3.1. Optimizing mechanical properties of HA gel in vivo

With the goal of injecting this gel into the stroke cavity, we identified the mechanical properties and gelation conditions that allowed the gel to fully flow into and fill the stroke cavity before gelation. HA gels with three different stiffness levels 100, 350 and 1000 Pa were injected in the stroke cavity (Figure 1A, 1Biiii) one week after the stroke onset. This time point of injection was chosen as it corresponds to a period in which cell death in stroke is complete, and a clinical window in which patients might receive a stem cell/hydrogel therapy [2]. Twenty-four hours after the injection, both the intracerebral volume of gel and the remaining damaged tissue in the stroke area were measured. Both the 350 Pa and 1 kPa HA gels had significantly more volume of gel remaining in the brain (Figure 1Bvi). However, the injected 350 Pa gel, which matches the mechanical properties of brain cortex [25], was associated with the lowest remaining volume of infarcted tissue (Figure 1Bvii), thus occupying the stroke cavity with the highest efficiency and establishing the most optimum gel-tissue interface. This greater expansion of the 350Pa gel and more complete occupation of the stroke cavity could be described because this gel matches the brain tissue’s stiffness and leads to the gel conforming to stroke cavity boundaries and expelling, or compressing infarcted tissue. Therefore, the 350 Pa gel was chosen for the rest of the study.

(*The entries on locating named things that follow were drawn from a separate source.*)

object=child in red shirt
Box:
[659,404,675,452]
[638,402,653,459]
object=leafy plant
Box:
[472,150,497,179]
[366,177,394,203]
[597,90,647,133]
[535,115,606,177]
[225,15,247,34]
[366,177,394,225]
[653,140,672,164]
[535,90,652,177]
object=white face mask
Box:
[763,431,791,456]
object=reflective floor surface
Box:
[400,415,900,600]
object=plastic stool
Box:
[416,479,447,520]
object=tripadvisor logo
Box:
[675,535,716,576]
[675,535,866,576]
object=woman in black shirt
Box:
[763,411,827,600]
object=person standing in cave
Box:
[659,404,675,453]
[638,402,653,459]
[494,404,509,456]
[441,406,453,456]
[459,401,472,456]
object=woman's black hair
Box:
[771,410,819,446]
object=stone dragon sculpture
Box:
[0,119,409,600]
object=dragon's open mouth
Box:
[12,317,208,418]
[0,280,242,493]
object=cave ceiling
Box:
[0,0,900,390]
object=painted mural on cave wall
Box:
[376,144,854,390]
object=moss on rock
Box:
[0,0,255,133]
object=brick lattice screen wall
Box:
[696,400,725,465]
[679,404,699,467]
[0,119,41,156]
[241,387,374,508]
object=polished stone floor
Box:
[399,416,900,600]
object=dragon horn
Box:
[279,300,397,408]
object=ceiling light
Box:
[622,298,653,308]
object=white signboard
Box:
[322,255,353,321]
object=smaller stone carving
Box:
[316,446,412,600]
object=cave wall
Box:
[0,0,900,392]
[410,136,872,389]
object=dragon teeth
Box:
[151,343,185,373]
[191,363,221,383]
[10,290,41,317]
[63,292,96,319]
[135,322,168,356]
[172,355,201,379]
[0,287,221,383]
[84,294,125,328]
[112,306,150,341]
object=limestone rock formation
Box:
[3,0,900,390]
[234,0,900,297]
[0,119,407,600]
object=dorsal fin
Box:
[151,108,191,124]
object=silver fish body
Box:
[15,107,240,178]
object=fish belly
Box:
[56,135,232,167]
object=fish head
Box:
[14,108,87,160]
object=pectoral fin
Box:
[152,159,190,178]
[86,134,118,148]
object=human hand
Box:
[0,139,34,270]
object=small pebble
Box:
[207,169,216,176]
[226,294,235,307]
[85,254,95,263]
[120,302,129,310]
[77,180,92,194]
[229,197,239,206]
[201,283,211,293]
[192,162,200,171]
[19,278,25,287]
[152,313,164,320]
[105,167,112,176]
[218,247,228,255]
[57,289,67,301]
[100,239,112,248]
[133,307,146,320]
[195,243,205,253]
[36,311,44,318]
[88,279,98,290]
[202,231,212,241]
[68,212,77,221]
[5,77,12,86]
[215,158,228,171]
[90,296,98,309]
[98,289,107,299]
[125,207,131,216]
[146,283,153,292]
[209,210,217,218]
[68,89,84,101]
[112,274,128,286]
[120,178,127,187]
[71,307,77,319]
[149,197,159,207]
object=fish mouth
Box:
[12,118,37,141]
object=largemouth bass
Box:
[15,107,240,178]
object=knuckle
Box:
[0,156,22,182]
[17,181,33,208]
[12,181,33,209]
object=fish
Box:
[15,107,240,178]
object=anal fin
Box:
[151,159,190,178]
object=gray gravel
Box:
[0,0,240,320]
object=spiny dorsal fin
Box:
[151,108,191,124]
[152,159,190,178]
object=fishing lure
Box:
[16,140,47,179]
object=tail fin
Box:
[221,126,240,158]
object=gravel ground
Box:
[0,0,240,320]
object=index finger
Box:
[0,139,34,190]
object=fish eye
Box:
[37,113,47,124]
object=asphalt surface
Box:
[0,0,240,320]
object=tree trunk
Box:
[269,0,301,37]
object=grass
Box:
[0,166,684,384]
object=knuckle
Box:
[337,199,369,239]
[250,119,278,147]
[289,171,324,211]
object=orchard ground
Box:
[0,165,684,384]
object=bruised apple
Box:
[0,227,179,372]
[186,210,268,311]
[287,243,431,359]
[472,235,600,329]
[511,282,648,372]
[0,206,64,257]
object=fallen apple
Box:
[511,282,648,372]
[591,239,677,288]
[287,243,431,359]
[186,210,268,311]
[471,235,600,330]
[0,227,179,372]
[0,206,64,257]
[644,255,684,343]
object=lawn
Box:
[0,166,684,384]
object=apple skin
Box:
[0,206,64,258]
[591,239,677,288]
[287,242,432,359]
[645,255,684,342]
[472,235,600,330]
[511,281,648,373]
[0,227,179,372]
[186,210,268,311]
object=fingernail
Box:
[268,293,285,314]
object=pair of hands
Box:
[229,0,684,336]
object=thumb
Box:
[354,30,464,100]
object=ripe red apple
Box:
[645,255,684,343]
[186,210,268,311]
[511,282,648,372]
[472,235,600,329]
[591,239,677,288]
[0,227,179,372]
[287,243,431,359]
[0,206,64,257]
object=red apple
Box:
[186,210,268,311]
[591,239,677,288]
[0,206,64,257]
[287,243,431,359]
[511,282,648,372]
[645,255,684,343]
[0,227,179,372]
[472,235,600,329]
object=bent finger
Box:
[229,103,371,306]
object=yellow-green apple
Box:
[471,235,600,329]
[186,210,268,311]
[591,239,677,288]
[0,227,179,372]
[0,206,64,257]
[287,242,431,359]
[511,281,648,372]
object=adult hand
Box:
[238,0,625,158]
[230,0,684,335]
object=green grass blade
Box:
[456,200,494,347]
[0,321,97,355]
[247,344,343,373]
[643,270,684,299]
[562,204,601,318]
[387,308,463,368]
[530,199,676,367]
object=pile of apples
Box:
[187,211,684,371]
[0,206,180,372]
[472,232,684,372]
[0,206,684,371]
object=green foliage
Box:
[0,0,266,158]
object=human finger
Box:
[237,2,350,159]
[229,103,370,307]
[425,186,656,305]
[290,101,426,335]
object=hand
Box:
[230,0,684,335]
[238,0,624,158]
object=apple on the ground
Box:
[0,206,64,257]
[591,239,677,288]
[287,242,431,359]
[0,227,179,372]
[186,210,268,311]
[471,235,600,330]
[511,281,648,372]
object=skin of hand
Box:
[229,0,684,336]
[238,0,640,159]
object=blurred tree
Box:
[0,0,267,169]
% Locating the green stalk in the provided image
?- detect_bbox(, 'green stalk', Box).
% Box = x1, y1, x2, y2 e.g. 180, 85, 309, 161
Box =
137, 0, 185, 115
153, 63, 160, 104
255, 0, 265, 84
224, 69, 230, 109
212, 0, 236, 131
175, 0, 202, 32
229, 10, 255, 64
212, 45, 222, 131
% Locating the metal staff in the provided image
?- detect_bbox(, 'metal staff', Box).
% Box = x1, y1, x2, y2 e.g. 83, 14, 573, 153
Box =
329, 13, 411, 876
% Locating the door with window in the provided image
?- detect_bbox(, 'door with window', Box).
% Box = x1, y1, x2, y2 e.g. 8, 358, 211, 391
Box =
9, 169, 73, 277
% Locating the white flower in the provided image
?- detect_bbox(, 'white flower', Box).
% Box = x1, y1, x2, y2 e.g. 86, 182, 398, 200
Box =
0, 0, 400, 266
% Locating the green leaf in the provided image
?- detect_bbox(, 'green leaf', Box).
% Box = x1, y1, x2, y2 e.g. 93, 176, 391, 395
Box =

3.2. Crosslinker sensitivity to MMPs in vivo

Hydrogel cross-linkers influence gel stability and degradation processes [26]. Stroke induces degradative enzyme, such as matrix metalloproteinaes (MMPs) [25], that may serve to modify an injected hydrogel. Crosslinking motifs sensitive to MMPs were incorporated in the gel and compared to the hydrogel cross-linked with motifs insensitive to the enzymes. Two weeks after gel injection, mice were sacrificed and brain sections were stained for collagen (Figures 1Biv, v), a component of the vascular basement membrane [27]. While very few vessels were found in the MMP-insensitive condition (Figure 1Biv), a significantly increased vascular in-growth was observed in the MMP-degradable gel (Figures 1Bv, viii).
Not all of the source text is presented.